Daniel Sibony, lorsqu’il évoque la force structurante de la Oumma dans le monde musulman, dépasse largement le seul terrain théologique ou géopolitique. Son propos touche à quelque chose de beaucoup plus universel : l’existence d’appartenances profondes qui, lorsque survient une crise majeure, reprennent le dessus sur les constructions rationnelles, idéologiques ou morales plus récentes.
C’est peut-être même l’une des grandes leçons anthropologiques du moment que nous vivons.
Les sociétés modernes aiment à croire que les individus agissent d’abord selon des principes rationnels, des valeurs universelles, des constructions intellectuelles élaborées. Pourtant, les crises révèlent souvent autre chose : au moment critique ressurgissent les fidélités premières, les appartenances affectives, les solidarités organiques, les réflexes de camp, et c’est précisément ce que beaucoup de Juifs français voient aujourd’hui se produire dans une partie de la gauche.
Depuis le 7 octobre, quelque chose s’est déplacé. Des personnes qui se détestaient politiquement hier encore, qui s’opposaient sur la laïcité, le communautarisme, le féminisme, l’universalisme, l’islamisme, l’écriture inclusive, la République, les banlieues ou la police, se retrouvent peu à peu réunies par un même langage minimal autour d’Israël et du conflit israélo-palestinien. Comme si la question israélienne devenait le nouveau principe d’unification. Comme si, là aussi, au moment critique, une fidélité plus profonde reprenait le dessus sur les divergences idéologiques antérieures.
En 2027 pourrait ainsi se recomposer autour de LFI une grande coalition émotionnelle, démographique et idéologique de gauche. Non parce que toute la gauche deviendrait mélenchoniste au sens doctrinal, mais parce qu’une partie croissante d’entre elle considérera qu’il est devenu impossible de rompre avec le bloc autour duquel se sont agrégées certaines fidélités devenues prioritaires : sociologiques, militantes, électorales, symboliques, identitaires.
Et l’antisionisme deviendra alors la langue commune minimale permettant cette réunification, une langue suffisamment souple pour agréger des sensibilités très différentes, suffisamment floue pour permettre toutes les ambiguïtés, suffisamment fédératrice pour empêcher certaines ruptures, une langue surtout capable de produire un sentiment d’appartenance plus fort que les désaccords eux-mêmes.
Alors beaucoup se tairont, non parce qu’ils approuveront tout, non même parce qu’ils adhéreront totalement, mais parce qu’il deviendra plus coûteux de rompre le camp que d’accepter l’ambiguïté.

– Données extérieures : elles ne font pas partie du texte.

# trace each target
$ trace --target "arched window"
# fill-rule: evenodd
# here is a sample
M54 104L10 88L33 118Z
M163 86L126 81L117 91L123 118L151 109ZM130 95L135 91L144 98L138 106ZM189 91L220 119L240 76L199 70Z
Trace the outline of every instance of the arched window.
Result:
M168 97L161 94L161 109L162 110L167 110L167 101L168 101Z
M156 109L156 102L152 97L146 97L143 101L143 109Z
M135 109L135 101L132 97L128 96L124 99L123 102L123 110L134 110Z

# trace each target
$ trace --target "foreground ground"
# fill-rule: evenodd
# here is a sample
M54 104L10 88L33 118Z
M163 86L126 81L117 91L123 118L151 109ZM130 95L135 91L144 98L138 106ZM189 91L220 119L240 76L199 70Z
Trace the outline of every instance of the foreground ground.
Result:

Et c’est là que le parallèle intuitif avec la réflexion de Sibony devient troublant: de même que la Oumma peut, au moment critique, réunifier des intérêts contradictoires au nom d’une appartenance supérieure, une partie de la gauche française pourrait finir par se réunifier autour d’un bloc émotionnel et idéologique où la question israélienne servirait de ciment ultime.

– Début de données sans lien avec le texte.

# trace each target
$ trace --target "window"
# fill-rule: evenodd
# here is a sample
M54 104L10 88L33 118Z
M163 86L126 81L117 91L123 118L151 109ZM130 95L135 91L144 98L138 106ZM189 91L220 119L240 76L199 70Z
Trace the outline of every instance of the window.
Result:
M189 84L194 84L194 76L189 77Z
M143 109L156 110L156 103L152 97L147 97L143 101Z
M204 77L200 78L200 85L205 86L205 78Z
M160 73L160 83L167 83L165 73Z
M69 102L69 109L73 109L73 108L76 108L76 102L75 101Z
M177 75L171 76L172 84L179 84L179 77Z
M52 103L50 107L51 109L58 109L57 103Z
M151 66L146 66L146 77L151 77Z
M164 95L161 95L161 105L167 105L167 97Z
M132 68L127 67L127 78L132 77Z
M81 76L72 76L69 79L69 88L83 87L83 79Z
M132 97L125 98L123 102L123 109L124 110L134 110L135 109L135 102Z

Les contradictions deviendront alors secondaires, les féministes relativiseront certains viols, les universalistes contextualiseront certains massacres, les défenseurs obsessionnels des minorités expliqueront aux Juifs pourquoi leur inquiétude serait excessive, les intellectuels autrefois intraitables avec toutes les formes de fanatisme trouveront soudain mille nuances lorsqu’il s’agira du Hamas ou de l’antisémitisme contemporain.
Moult esprits qui n’étaient pas LFI finiront malgré tout par s’aligner, suivre ou se taire. Comme si certaines fidélités collectives se révélaient finalement plus puissantes que l’universalisme dont elles se réclamaient, comme si les constructions intellectuelles les plus raffinées cédaient soudain devant des appartenances plus profondes, plus affectives, plus identitaires, plus enracinées.
En 2027, sans vergogne et toute honte bue, se construira peu à peu autour de LFI une gauche de coalition émotionnelle, démographique et idéologique où l’antisionisme fonctionnera comme langue commune minimale. Une langue suffisamment souple pour agréger des sensibilités très différentes, suffisamment fédératrice pour empêcher certaines ruptures, une langue surtout capable de produire un semblant d’appartenance plus fort que les désaccords eux-mêmes.